Understanding the link between genetics, cholesterol and coronary artery disease
Cardiovascular disease is the leading cause of death worldwide, with recent estimates putting the global death toll at around 18 million each year. It is also a major burden on populations and health systems, contributing to a reduction in the quality of life for millions of people and treatment costs of billions of dollars. We know a lot about the drivers of cardiovascular disease (CVD). Years of research have implicated the key roles that physical activity, cholesterol control, BMI, smoking and associated diseases like diabetes play in an individual’s risk of suffering the adverse effects of CVD.
There is also a genetic component to heart disease. Family history of CVD is widely used as a risk factor and several well-known pathogenic variants influence risk. Recently, genome-wide association studies have identified thousands of genome-wide variants that are associated with cardiovascular disease risk, and seminal papers from Khera and colleagues at the Broad Institute and Inouye and colleagues at the University of Cambridge have developed Polygenic Risk Scores (PRS) for Coronary Artery Disease (CAD) — a subset of CVD — showing the potential for genome-wide assays of variation to be used to identify those individuals at high risk of CAD.
Building on this work, we developed a new PRS for CAD that had just been published in Circulation. The aim of this work was to explore how PRS — which is not routinely measured — and clinical risk factors — which are — work together to determine an individual’s risk for CAD. Our new PRS outperformed those of these two leading groups, and we used the PRS to stratify the population into high, intermediate and low PRS groups. Crucially, we found that the effect of Low-Density Lipoprotein Cholesterol (LDL-C) on an individual’s risk of heart attack depends on their polygenic background. Technically, we found a statistically significant interaction between LDL-C and PRS.

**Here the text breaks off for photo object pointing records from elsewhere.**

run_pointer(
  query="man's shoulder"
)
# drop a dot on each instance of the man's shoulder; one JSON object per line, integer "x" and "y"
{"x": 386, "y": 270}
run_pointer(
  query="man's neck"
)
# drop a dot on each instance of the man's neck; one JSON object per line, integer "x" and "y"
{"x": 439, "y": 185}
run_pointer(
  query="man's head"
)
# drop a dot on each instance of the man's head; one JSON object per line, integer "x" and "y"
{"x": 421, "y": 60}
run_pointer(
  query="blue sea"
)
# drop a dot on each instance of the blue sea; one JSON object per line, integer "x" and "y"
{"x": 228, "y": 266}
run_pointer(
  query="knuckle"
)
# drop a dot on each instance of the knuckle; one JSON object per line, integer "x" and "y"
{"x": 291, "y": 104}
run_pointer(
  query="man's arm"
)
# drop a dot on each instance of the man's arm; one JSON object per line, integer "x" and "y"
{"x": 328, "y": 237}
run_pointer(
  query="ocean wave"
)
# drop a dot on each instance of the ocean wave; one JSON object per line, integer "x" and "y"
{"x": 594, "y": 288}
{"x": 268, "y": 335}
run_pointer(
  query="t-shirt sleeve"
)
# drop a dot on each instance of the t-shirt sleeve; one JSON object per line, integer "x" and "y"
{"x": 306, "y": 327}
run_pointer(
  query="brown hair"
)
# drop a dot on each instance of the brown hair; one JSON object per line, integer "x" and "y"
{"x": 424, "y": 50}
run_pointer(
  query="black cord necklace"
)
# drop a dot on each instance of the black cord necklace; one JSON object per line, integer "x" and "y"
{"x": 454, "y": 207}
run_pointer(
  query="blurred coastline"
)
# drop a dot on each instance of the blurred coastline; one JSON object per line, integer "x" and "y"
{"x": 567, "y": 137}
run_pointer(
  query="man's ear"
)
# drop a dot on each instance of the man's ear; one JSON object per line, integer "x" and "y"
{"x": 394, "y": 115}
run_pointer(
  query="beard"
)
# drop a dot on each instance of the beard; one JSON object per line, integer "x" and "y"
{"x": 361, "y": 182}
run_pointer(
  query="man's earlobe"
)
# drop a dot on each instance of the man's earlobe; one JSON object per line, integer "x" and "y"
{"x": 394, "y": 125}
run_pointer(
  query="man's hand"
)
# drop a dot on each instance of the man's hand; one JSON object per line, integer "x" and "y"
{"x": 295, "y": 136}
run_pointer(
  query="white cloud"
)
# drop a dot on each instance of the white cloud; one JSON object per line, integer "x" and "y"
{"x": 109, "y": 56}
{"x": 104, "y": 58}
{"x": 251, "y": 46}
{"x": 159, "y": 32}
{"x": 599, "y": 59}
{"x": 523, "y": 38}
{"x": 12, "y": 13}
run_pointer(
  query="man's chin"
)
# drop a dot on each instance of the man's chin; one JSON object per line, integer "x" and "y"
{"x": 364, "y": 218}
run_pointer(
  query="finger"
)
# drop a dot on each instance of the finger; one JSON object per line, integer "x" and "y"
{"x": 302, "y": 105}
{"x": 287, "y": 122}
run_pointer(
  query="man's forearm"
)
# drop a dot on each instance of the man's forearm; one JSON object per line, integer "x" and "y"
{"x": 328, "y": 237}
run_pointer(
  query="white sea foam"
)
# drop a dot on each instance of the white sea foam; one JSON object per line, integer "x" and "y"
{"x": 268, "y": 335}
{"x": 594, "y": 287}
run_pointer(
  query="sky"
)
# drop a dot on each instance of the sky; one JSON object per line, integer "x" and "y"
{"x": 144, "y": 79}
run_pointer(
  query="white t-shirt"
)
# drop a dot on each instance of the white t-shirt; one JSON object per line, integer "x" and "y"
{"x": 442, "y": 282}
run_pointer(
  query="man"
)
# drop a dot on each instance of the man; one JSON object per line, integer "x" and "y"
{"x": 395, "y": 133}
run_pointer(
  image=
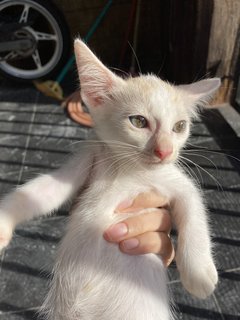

Our finding shows that the effect of LDL-C on an individual’s risk of developing a heart attack differs based on their underlying genetics. Those in the highest PRS group, who had LDL-C between 130 and 160 mg/dL, for example, had the same increased risk as individuals with hypercholesterolemia (LDL-C>190 mg/dL) and average PRS.
What this means is that LDL-C on its own is not enough to identify individuals at high risk of CAD. Moreover, there is no one safe level of LDL-C: the same level of LDL-C will affect people differently, depending on their genes. So LDL-C measurement is a blunt instrument, but it’s one that can be sharpened by PRS to provide precision to medicine and to identify individuals who are at high risk of disease but who are unaware and invisible to current risk assessment strategies. And, although other clinical risk factors can affect an individual’s CAD risk, in our study, LDL-C was the only one which we found interacted with PRS.
Although more work is needed to understand the mechanism behind this interaction, one avenue to explore relates to recent work that showed that individuals with high PRS are more affected by atherosclerotic than those with ‘normal’ CAD PRS levels.